Pépite n°4 : “Moteur, ça tourne !” J.J. Abrams ressort la Super 8

Super-8


Mettre tout le monde d’accord avec les pépites, c’est compliqué et pourtant… il faut voir ce film dont je vais vous parler maintenant car il est une pure pépite féérique, magique et bouleversante.

Quelques mots d’introduction pour planter le décor : août 2010, pour la première fois, je vais en Argentine, à Buenos Aires plus précisément, pour rencontrer ma belle-famille. Ça c’est pour le contexte… et quand on est dans un pays étranger, on a parfois besoin de repères : même si je m’en sors un peu avec l’espagnol (oui, oui, on parle espagnol en Argentine), il faut pouvoir se retrouver un peu chez soi.

Une salle de cinéma est pour moi un lieu où j’ai mes repères.
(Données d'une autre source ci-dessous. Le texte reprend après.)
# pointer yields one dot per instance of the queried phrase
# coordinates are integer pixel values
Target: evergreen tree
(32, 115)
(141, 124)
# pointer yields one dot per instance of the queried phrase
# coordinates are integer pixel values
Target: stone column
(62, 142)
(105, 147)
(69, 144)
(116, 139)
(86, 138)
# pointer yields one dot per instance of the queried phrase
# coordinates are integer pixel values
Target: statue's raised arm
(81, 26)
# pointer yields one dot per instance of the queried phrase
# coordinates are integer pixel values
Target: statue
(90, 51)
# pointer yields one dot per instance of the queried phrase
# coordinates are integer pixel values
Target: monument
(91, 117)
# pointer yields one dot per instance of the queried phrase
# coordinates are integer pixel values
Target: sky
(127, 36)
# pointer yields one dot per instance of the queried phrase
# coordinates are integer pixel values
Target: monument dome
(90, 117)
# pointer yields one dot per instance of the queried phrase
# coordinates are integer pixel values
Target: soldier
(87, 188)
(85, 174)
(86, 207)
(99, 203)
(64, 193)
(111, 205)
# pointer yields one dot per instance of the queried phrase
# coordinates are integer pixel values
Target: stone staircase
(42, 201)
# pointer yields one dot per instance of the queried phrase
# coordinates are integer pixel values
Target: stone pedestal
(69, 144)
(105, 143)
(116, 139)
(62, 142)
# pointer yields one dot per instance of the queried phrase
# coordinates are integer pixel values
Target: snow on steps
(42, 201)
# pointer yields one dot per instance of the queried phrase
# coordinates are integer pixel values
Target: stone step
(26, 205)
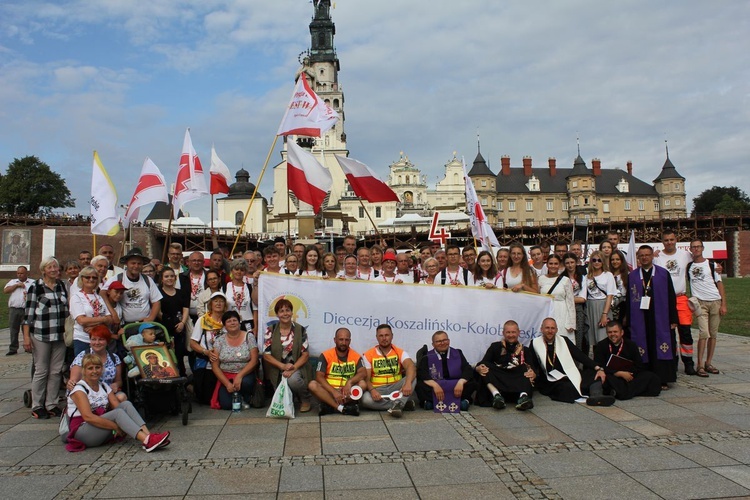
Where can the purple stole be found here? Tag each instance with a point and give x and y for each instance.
(450, 403)
(660, 306)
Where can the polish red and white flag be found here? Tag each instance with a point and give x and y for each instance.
(191, 182)
(305, 177)
(151, 188)
(220, 175)
(307, 114)
(364, 182)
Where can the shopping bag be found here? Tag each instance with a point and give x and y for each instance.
(282, 403)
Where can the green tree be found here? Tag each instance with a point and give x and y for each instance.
(30, 186)
(721, 200)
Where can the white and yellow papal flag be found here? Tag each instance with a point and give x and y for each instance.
(104, 219)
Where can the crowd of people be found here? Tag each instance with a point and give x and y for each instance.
(614, 333)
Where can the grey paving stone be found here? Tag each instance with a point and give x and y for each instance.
(426, 436)
(127, 484)
(609, 486)
(19, 487)
(451, 472)
(236, 481)
(363, 444)
(703, 455)
(663, 410)
(11, 455)
(397, 493)
(568, 464)
(41, 437)
(646, 459)
(370, 476)
(738, 449)
(740, 474)
(298, 479)
(353, 428)
(492, 490)
(56, 454)
(689, 483)
(590, 432)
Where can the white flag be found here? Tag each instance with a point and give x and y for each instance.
(191, 183)
(151, 188)
(480, 228)
(104, 219)
(307, 114)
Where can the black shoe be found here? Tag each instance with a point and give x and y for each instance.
(498, 402)
(326, 409)
(690, 368)
(524, 403)
(351, 409)
(600, 400)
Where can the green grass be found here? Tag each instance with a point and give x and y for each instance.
(737, 320)
(3, 306)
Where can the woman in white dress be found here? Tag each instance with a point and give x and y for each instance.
(600, 289)
(561, 290)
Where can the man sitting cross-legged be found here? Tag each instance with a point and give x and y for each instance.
(339, 369)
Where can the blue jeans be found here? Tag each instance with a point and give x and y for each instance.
(246, 392)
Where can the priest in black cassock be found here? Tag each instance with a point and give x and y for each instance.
(626, 376)
(652, 316)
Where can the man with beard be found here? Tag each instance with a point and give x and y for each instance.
(622, 364)
(339, 369)
(444, 369)
(559, 377)
(507, 370)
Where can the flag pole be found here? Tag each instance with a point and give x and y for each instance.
(377, 233)
(257, 185)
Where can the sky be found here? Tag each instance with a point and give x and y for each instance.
(425, 77)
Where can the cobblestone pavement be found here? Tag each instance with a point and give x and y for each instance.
(691, 442)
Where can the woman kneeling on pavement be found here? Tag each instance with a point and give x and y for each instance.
(90, 422)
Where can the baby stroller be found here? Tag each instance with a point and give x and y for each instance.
(161, 390)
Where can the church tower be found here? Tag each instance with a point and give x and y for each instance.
(321, 66)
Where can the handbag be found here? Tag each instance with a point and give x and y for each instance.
(282, 403)
(68, 334)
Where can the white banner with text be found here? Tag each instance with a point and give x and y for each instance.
(473, 317)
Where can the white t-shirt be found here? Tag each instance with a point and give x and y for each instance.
(136, 301)
(676, 264)
(238, 299)
(599, 287)
(702, 286)
(89, 305)
(97, 399)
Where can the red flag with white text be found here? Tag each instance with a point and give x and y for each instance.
(191, 183)
(151, 188)
(480, 228)
(220, 176)
(306, 178)
(307, 114)
(364, 182)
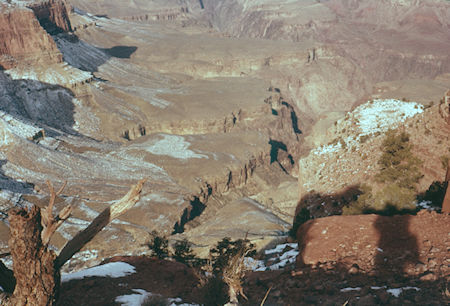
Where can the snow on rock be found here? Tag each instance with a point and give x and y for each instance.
(112, 269)
(141, 296)
(282, 255)
(57, 74)
(382, 115)
(279, 248)
(397, 291)
(10, 126)
(350, 289)
(326, 149)
(174, 146)
(136, 299)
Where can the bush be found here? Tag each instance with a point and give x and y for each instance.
(227, 264)
(435, 193)
(158, 245)
(399, 174)
(390, 200)
(221, 255)
(300, 218)
(183, 253)
(397, 163)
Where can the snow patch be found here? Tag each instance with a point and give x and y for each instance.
(279, 248)
(382, 115)
(173, 146)
(57, 74)
(277, 254)
(141, 296)
(350, 289)
(397, 291)
(112, 269)
(133, 299)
En août 2010, j’ai pu voir en salle, Captain America en 3D et surtout Super 8. C’est ce second film qui fait l’objet de notre pépite n°4… 4,50€ la place de cinéma ! 4,50€… vous vous rendez compte ! Mais ce n’est pas ce critère qui m’a fait craquer devant ce film. Et enfin, un pays qui propose toujours le film en version originale (certes sous-titré en espagnol) : toujours !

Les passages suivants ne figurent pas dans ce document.